Boeing’s new Starliner crew capsule has rocketed into orbit on a test flight bound for the International Space Station.
- This is Boeing’s third shot at the high-stakes Starliner flight
- The first flight in 2019 was stricken by software errors so severe ground controllers hastily cut short the mission
- Boeing is seeking redemption as it attempts to catch up with SpaceX
This latest mission comes after years of being grounded by flaws that could have doomed the spacecraft.
Only a test dummy was aboard as the rocket launched. If the capsule reaches the International Space Station on Friday and everything else goes well, two or three NASA test pilots could strap in by the end of this year or early next for the company’s first crewed flight.
It is Boeing’s third shot at the high-stakes flight.
Starliner’s first test flight in 2019 was stricken by software errors so severe that the capsule ended up in the wrong orbit and had to skip the space station. The spacecraft came close to being destroyed as ground controllers hastily cut short the mission.

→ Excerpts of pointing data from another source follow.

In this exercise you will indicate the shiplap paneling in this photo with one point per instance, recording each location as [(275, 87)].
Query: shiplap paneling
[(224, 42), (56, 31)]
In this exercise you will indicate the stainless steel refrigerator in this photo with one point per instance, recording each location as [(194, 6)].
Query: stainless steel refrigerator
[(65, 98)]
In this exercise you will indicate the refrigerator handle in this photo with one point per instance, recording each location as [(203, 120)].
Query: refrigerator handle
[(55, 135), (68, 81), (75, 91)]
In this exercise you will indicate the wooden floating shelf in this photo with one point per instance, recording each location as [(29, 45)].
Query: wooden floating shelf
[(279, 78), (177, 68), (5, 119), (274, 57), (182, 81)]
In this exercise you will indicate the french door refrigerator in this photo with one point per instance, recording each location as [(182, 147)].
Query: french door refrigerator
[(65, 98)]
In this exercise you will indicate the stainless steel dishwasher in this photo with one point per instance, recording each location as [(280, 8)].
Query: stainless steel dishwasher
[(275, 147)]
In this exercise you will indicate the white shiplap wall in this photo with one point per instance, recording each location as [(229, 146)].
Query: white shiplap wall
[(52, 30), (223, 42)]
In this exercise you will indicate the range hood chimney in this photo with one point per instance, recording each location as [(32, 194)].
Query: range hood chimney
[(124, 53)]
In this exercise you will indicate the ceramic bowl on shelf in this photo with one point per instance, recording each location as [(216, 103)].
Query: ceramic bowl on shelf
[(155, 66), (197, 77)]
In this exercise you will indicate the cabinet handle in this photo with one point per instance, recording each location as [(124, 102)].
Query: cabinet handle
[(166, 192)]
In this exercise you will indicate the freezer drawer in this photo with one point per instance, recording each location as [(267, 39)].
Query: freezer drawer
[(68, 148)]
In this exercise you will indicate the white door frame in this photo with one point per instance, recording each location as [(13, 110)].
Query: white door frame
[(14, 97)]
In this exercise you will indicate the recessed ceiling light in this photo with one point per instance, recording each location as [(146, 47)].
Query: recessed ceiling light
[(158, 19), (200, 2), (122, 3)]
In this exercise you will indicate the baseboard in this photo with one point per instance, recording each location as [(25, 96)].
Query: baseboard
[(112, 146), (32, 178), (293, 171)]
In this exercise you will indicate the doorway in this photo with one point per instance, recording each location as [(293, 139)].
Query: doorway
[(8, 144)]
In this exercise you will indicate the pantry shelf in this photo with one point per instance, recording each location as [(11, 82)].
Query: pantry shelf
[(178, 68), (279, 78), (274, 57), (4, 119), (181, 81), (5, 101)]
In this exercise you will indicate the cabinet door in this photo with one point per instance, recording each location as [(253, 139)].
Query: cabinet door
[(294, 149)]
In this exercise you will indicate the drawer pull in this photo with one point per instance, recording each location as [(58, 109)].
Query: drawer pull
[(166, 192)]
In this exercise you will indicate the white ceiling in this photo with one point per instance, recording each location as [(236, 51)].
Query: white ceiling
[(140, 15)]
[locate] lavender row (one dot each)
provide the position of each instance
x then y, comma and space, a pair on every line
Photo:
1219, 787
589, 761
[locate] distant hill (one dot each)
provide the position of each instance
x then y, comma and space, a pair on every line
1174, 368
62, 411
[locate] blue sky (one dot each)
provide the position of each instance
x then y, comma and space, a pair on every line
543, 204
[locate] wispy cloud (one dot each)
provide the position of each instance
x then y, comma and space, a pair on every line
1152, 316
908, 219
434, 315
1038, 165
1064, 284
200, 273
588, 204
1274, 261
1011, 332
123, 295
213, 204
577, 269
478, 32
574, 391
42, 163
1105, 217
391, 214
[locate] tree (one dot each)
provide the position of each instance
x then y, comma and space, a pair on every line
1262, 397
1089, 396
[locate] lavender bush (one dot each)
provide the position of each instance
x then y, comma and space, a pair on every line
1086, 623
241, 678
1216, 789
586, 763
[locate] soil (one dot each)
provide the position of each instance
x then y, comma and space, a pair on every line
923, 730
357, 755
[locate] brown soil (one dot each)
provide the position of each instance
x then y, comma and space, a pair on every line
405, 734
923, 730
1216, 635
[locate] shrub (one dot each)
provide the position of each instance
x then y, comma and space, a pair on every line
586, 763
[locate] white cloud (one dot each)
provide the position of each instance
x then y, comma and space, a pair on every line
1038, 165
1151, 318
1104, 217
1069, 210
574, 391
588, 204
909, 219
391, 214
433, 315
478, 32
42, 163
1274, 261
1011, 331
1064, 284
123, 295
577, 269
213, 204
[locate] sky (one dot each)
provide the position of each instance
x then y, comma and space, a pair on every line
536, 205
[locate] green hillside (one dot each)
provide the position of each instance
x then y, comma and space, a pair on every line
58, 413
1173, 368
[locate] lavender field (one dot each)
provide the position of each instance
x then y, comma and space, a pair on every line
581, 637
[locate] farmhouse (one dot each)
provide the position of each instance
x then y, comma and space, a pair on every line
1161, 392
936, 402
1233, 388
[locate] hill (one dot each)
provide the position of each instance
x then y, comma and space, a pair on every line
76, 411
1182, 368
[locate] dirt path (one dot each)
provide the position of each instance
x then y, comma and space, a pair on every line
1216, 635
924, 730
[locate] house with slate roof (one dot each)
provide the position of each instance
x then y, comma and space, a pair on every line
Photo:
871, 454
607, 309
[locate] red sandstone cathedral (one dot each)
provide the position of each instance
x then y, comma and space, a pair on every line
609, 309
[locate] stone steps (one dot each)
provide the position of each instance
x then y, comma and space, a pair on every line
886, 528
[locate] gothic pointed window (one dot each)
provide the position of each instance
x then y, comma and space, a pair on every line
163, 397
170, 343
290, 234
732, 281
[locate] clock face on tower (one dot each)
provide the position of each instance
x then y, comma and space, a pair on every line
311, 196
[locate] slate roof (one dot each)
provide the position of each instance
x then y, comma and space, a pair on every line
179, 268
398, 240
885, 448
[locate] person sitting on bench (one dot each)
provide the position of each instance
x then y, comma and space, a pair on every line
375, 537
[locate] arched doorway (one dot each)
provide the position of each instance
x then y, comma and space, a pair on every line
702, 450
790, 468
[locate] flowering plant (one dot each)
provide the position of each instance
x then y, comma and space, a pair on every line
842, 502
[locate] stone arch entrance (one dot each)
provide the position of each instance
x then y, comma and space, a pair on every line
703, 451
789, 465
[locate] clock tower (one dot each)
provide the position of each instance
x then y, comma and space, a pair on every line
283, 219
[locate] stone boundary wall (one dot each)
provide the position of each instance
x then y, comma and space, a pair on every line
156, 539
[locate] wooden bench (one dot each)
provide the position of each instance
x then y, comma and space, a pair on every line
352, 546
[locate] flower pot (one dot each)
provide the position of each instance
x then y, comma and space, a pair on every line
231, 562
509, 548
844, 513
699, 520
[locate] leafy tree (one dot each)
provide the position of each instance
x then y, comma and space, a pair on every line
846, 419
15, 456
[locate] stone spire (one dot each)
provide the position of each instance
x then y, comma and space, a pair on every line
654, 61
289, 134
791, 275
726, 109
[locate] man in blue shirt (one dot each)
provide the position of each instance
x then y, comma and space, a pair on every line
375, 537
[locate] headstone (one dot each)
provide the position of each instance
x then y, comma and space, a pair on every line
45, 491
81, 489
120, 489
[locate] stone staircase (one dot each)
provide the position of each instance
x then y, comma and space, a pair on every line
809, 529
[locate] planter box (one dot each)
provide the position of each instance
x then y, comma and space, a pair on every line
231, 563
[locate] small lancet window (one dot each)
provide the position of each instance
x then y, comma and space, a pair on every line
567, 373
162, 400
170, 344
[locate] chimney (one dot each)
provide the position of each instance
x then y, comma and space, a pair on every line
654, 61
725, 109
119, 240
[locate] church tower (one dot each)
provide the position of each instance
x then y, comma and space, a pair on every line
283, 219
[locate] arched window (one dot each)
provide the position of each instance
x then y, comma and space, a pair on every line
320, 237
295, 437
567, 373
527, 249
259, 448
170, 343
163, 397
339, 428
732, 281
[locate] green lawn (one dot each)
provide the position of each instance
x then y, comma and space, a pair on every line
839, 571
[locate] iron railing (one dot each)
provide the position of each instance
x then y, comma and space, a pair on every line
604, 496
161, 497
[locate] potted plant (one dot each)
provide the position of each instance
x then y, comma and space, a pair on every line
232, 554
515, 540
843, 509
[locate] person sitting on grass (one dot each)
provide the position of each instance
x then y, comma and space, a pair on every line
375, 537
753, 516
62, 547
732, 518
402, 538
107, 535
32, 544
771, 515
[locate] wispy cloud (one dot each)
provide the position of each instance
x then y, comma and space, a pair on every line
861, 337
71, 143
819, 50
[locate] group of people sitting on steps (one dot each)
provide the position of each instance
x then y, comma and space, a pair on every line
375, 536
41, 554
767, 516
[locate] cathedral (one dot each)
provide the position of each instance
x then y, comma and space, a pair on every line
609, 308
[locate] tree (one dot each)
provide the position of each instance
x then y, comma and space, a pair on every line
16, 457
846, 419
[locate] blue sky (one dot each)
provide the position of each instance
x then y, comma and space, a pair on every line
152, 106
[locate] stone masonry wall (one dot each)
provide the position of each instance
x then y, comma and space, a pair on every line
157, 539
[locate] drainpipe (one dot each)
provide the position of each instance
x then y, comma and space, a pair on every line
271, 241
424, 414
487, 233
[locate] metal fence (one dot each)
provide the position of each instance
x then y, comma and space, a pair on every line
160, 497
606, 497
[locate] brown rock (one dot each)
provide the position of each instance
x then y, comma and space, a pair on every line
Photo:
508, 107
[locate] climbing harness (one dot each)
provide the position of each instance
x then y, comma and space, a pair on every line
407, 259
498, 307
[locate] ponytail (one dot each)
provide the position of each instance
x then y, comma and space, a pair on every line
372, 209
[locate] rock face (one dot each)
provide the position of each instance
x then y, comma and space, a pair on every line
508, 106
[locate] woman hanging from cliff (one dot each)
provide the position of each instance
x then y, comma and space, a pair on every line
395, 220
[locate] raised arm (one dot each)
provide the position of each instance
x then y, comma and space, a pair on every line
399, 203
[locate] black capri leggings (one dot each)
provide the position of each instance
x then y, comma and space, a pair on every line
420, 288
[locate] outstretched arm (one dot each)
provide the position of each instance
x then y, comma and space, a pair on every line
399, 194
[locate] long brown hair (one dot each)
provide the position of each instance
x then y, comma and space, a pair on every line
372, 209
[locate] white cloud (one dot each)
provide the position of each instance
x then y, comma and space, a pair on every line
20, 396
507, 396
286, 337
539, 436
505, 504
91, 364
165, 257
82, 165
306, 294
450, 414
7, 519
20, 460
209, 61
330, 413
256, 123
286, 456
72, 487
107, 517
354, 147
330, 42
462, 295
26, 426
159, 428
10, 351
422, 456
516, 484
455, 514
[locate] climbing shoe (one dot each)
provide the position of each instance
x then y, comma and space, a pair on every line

After dozens of safety fixes, Boeing returned a different capsule to the launch pad last summer. Corroded valves halted the countdown, resulting in another round of repairs.
The drawn-out test flight program has cost Boeing approximately US$600 million (more than $851 million).
Boeing is seeking redemption as it attempts to catch up with SpaceX, NASA’s other contracted taxi service.
Elon Musk’s company has been flying astronauts to and from the space station for two years and delivering cargo for a full decade.
Eager to reduce its high-priced dependency on Russia for crew transport, NASA hired Boeing and SpaceX to launch astronauts to the space station after the shuttle program ended in 2011.
NASA administrator Bill Nelson said that was why it was so important for Boeing’s Starliner to succeed.
Starliner will spend close to a week at the space station before aiming for a touchdown in the New Mexico desert.
Astronauts watch launch at Cape Canaveral
Different in looks but similar in function to SpaceX’s Dragon capsule, Boeing’s fully automated capsule will attempt to dock at the space station on its own.
However, station astronauts will be ready to steer the capsule by remote control if necessary.
NASA has yet to finalise which astronauts will be in the first Starliner crew. The program is so far behind that the original three have stepped aside.
The leading candidates gathered at Cape Canaveral for the evening launch of Starliner atop United Launch Alliance’s Atlas V rocket.
Besides Rosie the Rocketeer — a space-age version of World War II’s Rosie the Riveter — the capsule is carrying groceries and spacewalking gear for the seven station residents.
US spacewalks have been on hold since an astronaut’s helmet took on water in March. NASA is sending up extra absorbent pads for use in helmets, in case an emergency spacewalk is required as the investigation continues.
Boeing also is flying mementos from historically black colleges and universities and tree seeds similar to those Apollo astronauts took to the Moon that became so-called Moon trees here on Earth.